I’ve edited the post to correct that piece of information. Thanks, Patrick.
That said, I still haven’t found the actual spec. I followed the links in the FAQ and found nothing but instructions on how to save CDF files from Mathematica. (“Save as…”)
I’m not alone, apparently.
http://hackerne.ws/item?id=2789218
I am a heavy Mathematica user, and I should be biased towards CDF, but I too have mixed feelings. The CDF “format” is essentially a castrated version of .nb format. All markup inside is Mathematica language “boxes”, which are relatively well documented in publically available sources. I wouldn’t want to write CDF by hand though. Much like PDF too. As for CDF lacking typesetting of PDF, perhaps to a degree, but you can do a LOT more with it in this respect than most people will know, it’s just not trivial. The ONLY editing tool in existance wasn’t made for rich typesetting and thus is not well adopted for it. It can be programmed though to look spectacular. On the other hand printing is another story. VERY weak compared to page-centric PDF. CDF is screen/interactivity-centric, and it doesn’t play well with laying itself out on a static page. There’s little to no control for print-specific presentation, like CSS media tag in HTML. One cannot hide controls from a printout, unless you first go and hide all of them on the screen. Splitting large content into multiple pages is awkward at best, if not utterly dysfunctional.
I chuckled when I read your comment on selecting in Mathematica editor. There are options in preferences which make selection work better, but it’s been my frustration with Mathematica since the day I started using it. I still mess up occasionally during selections after countless hours of using the tool.
Size of the player I think will be less and less a problem (until we start discussing mobile platforms), but the fact that the format does not intrinsically prompt for a player or packages one with it means that many people won’t know they’re not seeing the rich content – they just won’t see it and will wonder what’s so special about the page. Aside from that, closing imports and saves was perhaps smart for Wolfram to make some money, but dumb if they want the format to proliferate. Main point behind CDF is…. MATH. Math in the real world relies on data. I cannot import data, so I’m limited to putting it into a CDF, this bloats CDF in a huge was as all the data is stores inside as PLAIN TEXT, and I have no options to obscure the data, so if I deliver interactive intelligence, I immediately expose the underlying data, which is highly undesireable. In clinical environment it means that to show patient trends and sample group statistics, I have to include data on individual patients – that won’t fly very well with HIPAA. And it bloats the size in terrible ways. to show a 100 explorable data points, I had to include 5000 rows of source data in text format with no compression or obfuscation, which made my CDF 1MB! The .nb file that created it but rather imported the data from a local 100KB Exel file – was 30KB. How does 30k+100k = 1000k?
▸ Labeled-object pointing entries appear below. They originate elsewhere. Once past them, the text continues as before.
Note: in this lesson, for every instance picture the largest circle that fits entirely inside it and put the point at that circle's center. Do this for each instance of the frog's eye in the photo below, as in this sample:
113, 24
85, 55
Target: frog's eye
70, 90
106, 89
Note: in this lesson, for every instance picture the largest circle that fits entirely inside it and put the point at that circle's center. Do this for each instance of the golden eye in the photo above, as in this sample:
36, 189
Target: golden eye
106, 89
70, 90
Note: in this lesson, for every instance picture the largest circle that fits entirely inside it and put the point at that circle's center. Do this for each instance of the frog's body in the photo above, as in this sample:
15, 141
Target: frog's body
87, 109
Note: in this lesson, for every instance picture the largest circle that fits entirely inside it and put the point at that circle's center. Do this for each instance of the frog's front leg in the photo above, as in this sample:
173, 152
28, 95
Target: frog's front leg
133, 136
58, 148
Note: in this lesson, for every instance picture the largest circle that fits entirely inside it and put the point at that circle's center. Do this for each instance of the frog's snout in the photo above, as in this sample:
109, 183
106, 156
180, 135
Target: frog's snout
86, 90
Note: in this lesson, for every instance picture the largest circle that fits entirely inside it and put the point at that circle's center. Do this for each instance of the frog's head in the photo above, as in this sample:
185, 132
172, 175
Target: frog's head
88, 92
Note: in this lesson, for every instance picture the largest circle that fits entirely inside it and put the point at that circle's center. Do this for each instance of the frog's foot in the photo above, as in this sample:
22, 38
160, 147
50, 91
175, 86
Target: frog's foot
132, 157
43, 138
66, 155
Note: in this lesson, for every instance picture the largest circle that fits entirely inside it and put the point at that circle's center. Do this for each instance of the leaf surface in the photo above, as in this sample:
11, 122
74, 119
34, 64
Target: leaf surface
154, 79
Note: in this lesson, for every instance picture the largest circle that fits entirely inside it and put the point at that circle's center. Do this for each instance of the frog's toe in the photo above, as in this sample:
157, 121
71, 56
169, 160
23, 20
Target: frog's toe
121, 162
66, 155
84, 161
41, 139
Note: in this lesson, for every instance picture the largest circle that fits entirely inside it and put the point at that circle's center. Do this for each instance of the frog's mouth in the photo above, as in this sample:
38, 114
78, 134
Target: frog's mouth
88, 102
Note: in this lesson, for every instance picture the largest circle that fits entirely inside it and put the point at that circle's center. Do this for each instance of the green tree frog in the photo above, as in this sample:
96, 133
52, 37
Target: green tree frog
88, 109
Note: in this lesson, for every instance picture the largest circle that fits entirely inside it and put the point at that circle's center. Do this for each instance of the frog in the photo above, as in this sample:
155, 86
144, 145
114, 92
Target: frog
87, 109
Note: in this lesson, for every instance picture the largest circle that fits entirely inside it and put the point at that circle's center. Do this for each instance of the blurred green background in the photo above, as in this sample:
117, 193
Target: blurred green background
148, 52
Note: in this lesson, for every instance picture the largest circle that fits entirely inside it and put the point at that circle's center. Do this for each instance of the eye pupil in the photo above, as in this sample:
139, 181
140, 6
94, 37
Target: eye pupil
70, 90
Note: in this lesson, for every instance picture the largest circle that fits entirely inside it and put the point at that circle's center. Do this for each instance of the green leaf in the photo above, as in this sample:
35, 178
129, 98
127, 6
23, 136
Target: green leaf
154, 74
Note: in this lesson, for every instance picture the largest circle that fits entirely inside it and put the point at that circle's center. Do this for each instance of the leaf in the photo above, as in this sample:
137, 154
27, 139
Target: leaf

I’m sure I’ll think of something else later.
Final note FOR the player itself. The earthquake presentation you referenced specifically reduces rendering quality so it runs well on all systems. It’s a public demo after all. I can show you some gorgeous 3D anti-aliased stuff on my box, which will undoubtedly run well on your machine as well, but will stall a Pentium w/o a dedicated graphics card to a crawl. You made a good point that CDF is likely to find best adoption in specific environments, and hardware is not always up to date in those environments. In fact many such users have no dedicated machines period, working on citrix thin boxes. Wonder how/if CDF would play over citrix?